Celebrities Buying Sand to Refill Private Beach
Residents of Broad Beach, in Malibu, California, have proposed a $20 million plan to reshape the area by dredging 600,000 cubic yards of sand from one of several “borrow” sites at the bottom of the ocean. Homeowners include well-known celebrities such as Steven Spielberg, Michael Ovitz, Dustin Hoffman and Ray Romano.
Opponents of the plan believe that the residents are only trying to benefit themselves, and taking none of the ecological factors into consideration. Environmentalists, for example, are concerned that the sand could affect life in the tide pools at the northwest end of the beach. Critics also believe that in an era of global warming and rising sea levels, artificial restoration of the beach is futile, because a strong storm like El Niño has the potential to undo the entire project.
Hurricane Causes Extensive Damage
Town leaders of Palm Beach, Florida, say that damages from Hurricane Sandy will cost $6 million to repair.
Winds and waves brought on by Sandy caused severe erosion throughout the Palm Beach coast. Town managers say that damages caused by the storm include the sea wall at a beach club, and another sea wall in front of a home. Town leaders are waiting to see if they will receive federal aid before any repairs begin.
The Federal Emergency Management Agency (FEMA) must make a federal disaster declaration before they can grant aid money.
The Slot Method
Erosion and flooding in the Rabbit River, southwest of Fergus Falls, Minnesota, has led officials to research an impoundment project to prevent these issues.
Water Conservation District (WCD) Commissioner Andy Lindquist explained that the Army Corps of Engineers is planning to try the “slot method.”
The measure involves cutting a slot through cattails, and tamping down the grass. It’s very similar to what was historically done by farmers and ranchers when cattle grazed near the river. According to WCD District Manager Brad Mergens, the impoundment is estimated to cost $4,000 per acre for the 16,000-acre area.
Erosion Control Fines
Wisconsin Attorney General J.B. Van Holen recently announced that his office has obtained a $5,000 judgment against two Portage County landowners who violated erosion control measures. In 2010, Van Hollen’s office filed a civil action suit against Lexton Properties LLC and HH Condos LLC, two Stevens Point-based companies.

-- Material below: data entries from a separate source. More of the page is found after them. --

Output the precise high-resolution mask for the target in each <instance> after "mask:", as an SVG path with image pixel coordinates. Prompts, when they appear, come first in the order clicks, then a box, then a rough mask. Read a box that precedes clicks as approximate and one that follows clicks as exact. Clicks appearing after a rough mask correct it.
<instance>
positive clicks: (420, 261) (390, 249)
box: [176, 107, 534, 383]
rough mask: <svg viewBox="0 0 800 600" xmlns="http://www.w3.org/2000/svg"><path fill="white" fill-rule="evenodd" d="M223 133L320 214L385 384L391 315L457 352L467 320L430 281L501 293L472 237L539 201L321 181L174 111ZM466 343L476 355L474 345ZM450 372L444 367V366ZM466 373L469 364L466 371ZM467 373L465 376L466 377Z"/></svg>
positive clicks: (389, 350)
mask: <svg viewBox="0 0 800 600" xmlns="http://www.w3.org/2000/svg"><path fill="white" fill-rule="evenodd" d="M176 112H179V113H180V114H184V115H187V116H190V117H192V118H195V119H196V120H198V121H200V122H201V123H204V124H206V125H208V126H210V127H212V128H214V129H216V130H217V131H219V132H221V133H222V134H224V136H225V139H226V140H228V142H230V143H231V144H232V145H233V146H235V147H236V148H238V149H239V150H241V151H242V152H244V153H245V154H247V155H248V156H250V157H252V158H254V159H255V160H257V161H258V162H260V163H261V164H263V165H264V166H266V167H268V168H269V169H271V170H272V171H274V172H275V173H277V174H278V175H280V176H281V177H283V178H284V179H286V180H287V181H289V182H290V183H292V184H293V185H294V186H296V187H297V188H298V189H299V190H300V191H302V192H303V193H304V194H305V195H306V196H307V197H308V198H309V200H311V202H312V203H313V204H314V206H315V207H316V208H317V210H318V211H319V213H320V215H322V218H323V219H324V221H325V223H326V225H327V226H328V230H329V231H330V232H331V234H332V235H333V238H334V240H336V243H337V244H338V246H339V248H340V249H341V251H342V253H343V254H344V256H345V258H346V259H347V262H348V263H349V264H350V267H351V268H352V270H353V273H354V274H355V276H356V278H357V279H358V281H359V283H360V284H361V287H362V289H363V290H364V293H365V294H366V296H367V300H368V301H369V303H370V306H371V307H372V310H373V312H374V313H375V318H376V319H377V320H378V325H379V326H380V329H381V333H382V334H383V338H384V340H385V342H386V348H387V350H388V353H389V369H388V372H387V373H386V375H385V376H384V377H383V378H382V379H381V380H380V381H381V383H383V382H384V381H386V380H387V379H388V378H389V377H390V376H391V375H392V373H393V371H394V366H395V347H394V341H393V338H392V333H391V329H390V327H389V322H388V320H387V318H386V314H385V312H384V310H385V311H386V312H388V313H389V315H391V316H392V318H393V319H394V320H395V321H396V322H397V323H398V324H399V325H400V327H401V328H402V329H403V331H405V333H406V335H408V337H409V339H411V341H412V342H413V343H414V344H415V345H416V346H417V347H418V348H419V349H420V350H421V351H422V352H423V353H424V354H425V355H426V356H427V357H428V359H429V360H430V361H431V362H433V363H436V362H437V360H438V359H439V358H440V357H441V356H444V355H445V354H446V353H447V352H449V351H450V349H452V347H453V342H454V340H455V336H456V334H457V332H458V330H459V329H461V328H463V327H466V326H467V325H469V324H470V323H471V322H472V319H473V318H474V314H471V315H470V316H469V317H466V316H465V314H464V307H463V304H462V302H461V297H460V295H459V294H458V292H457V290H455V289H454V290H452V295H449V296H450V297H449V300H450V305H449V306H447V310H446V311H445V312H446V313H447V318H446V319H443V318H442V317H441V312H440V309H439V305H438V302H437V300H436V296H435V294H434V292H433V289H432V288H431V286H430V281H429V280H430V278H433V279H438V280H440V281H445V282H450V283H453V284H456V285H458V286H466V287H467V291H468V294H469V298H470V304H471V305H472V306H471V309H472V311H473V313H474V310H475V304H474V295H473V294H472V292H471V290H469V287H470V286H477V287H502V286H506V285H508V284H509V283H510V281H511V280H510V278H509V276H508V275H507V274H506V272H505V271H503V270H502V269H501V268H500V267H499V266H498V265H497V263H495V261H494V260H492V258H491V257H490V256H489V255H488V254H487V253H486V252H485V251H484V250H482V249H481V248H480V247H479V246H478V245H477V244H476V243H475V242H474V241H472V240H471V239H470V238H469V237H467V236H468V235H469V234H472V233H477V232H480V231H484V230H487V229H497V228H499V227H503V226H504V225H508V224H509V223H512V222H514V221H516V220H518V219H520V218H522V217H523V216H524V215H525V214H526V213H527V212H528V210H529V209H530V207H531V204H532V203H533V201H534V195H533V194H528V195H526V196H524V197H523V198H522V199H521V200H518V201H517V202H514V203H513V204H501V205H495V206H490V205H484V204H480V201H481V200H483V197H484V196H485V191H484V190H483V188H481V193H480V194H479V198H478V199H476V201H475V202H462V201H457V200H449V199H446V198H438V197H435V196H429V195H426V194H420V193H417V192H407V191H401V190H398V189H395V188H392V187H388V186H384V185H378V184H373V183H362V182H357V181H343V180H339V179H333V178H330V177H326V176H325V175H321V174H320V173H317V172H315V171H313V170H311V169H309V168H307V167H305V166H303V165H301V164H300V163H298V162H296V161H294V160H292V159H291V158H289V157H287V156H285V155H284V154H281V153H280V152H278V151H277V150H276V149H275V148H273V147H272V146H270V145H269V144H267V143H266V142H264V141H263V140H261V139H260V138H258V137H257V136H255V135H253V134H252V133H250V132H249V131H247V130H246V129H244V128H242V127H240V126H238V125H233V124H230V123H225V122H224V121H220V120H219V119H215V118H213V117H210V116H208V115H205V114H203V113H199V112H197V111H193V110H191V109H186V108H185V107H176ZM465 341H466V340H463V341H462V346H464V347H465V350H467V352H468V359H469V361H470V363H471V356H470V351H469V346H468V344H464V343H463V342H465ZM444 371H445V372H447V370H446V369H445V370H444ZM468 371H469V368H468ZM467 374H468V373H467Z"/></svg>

Both businesses allegedly failed to implement and maintain erosion control practices on their properties, which is a violation of state law. Under the order’s terms, the defendants must pay $5,000 in penalties, forfeitures and fees. The defendants have since corrected all of the environmental problems that were listed in the complaint.
Beach Re-Nourishment Plan
The town board in Southampton, New York, has approved a beach renourishment project that will cost $26 million. The project will widen beaches that experienced heavy erosion from superstorm Sandy by dredging 2.5 million tons of sand from two dredging windows offshore.
The re-nourishment project will be largely funded by residents in the erosion control districts. In addition to their tax dollars, residents in the district have also agreed to cover $1.5 million of the town’s portion of the cost. The project is expected to add 60 to 70 feet of beachfront.
Demolition Mishap Leaves Concrete Panel in River
While preparing to demolish the Riverwalk Hotel, a demolition crew from the Adamo Group, Jackson, Michigan, dropped a concrete panel that fell into the Grand River. Department of Environmental Quality District Supervisor Jon Russel said that because the soil was not expected to be disturbed, no special environmental permits were required for the demolition project.
According to Jackson County Deputy Administrator Adam Brown, demolition crews took canoes and kayaks down the river to see if anything else escaped the barricade. A high-lift crane was also used to tear down the remaining portion of the concrete panel.